Sponsorzy grupy KnockOut

Patronat medialny


 

- Krzysztof musi być uważny i skoncentrowany. Cały czas musi być czujny, bo Rekowski jest niebezpieczny, wygląda na kogoś z bardzo mocnym uderzeniem - mówi Richard Williams, nowy trener Krzysztofa Zimnocha (19-1-1, 13 KO), który dzisiaj na gali w Wieliczce zmierzy się z Marcinem Rekowskim (17-3, 14 KO).

Co może pan powiedzieć o formie Zimnocha po pierwszym wspólnym okresie przygotowawczym?
Richard Williams: Trenowaliśmy razem przez 13 tygodni, on zrobił ogromny postęp w porównaniu do tego, w jakiej był formie na początku przygotowań. Bardzo podoba mi się jego entuzjazm do nauki nowych rzeczy. 13 tygodni temu on nie imponował mi swoim boksem.

Dlaczego?
Nie podobało mi się jak wyprowadzał ciosy, nie podobał mi się sposób podejścia do pracy na worku czy walki z cieniem podczas treningów. Zmieniliśmy bardzo dużo. To powinno przełożyć się dobrą formę w walce z Rekowskim.

Powinniśmy spodziewać się zupełnie innego Zimnocha, niż w dwóch tegorocznych walkach?
Tak, zobaczycie zupełnie nowego Zimnocha.

Jaka będzie główna różnica?
Będzie ich kilka. Powinien lepiej wyprowadzać ciosy, lepiej wybierać momenty do ataku i być lepiej przygotowany fizycznie. To całkiem nowy pięściarz.

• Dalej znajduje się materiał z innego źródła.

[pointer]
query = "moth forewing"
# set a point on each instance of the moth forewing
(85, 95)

Czy widział pan walkę Zimnocha z Mikem Mollo?
Tak, on tam przegrał przez swoje ego. Był w tej walce moment, w którym Zimnoch zainkasował cios po komendzie "stop" i odczuł to uderzenie. W tym momencie powinien zasygnalizować to sędziemu i zyskać trochę czasu. Ale jego ego nie pozwalało mu na to, a kolejny cios ściął go z nóg. Wiem, że przegrał już w pierwszej rundzie, ale nie traktuję tej porażki, jako czegoś wielkiego. Przegrał, ale sędzia popełnił w tej walce duży błąd, który miał ogromny wpływ na to, co się dalej stało. Mimo wszystko, w walce z Rekowskim, Zimnoch zachowałby się w takiej sytuacji zupełnie inaczej.

Co myśli pan o Rekowskim?
To bardzo dobry i twardy pięściarz. Pracowaliśmy nad rzeczami, które powinny nam pomóc w ringu. Krzysztof musi być uważny i skoncentrowany. Cały czas musi być czujny, bo Rekowski jest niebezpieczny, wygląda na kogoś z bardzo mocnym uderzeniem, ale jesteśmy na to wszystko przygotowani.

Wiem, że dopiero rozpoczęliście współpracę z Zimnochem, ale co się może wydarzyć w jego karierze w ciągu najbliższego roku lub dwóch lat?
Pamiętając o jego entuzjazmie do nauki i umiejętności szybkiego przyswajania nowych rzeczy, moim zdaniem on za rok będzie już gotowy walczyć o poważne tytuły wagi ciężkiej. Pracujemy razem tylko 13 tygodni i przez ten okres jego postępy były niesamowite.

Po pierwszych wspólnych treningach Zimnoch napisał na Facebooku, że znalazł trenera, który nauczy go kopać jak koń. Czy skupialiście się na tym w przygotowaniach?
Skupialiśmy się na poprawnym zadawaniu ciosów. Zimnoch jest bardzo silny, ale nie miał odpowiedniej techniki, żeby przewracać rywali. Jeśli wszystko będzie robił poprawnie technicznie, to siła i wygrane przed czasem same przyjdą. To oczywiście musi trochę potrwać, mam świadomość, że w walce z Rekowskim nie wszystko jeszcze będzie idealne, ale na Rekowskiego powinno wystarczyć.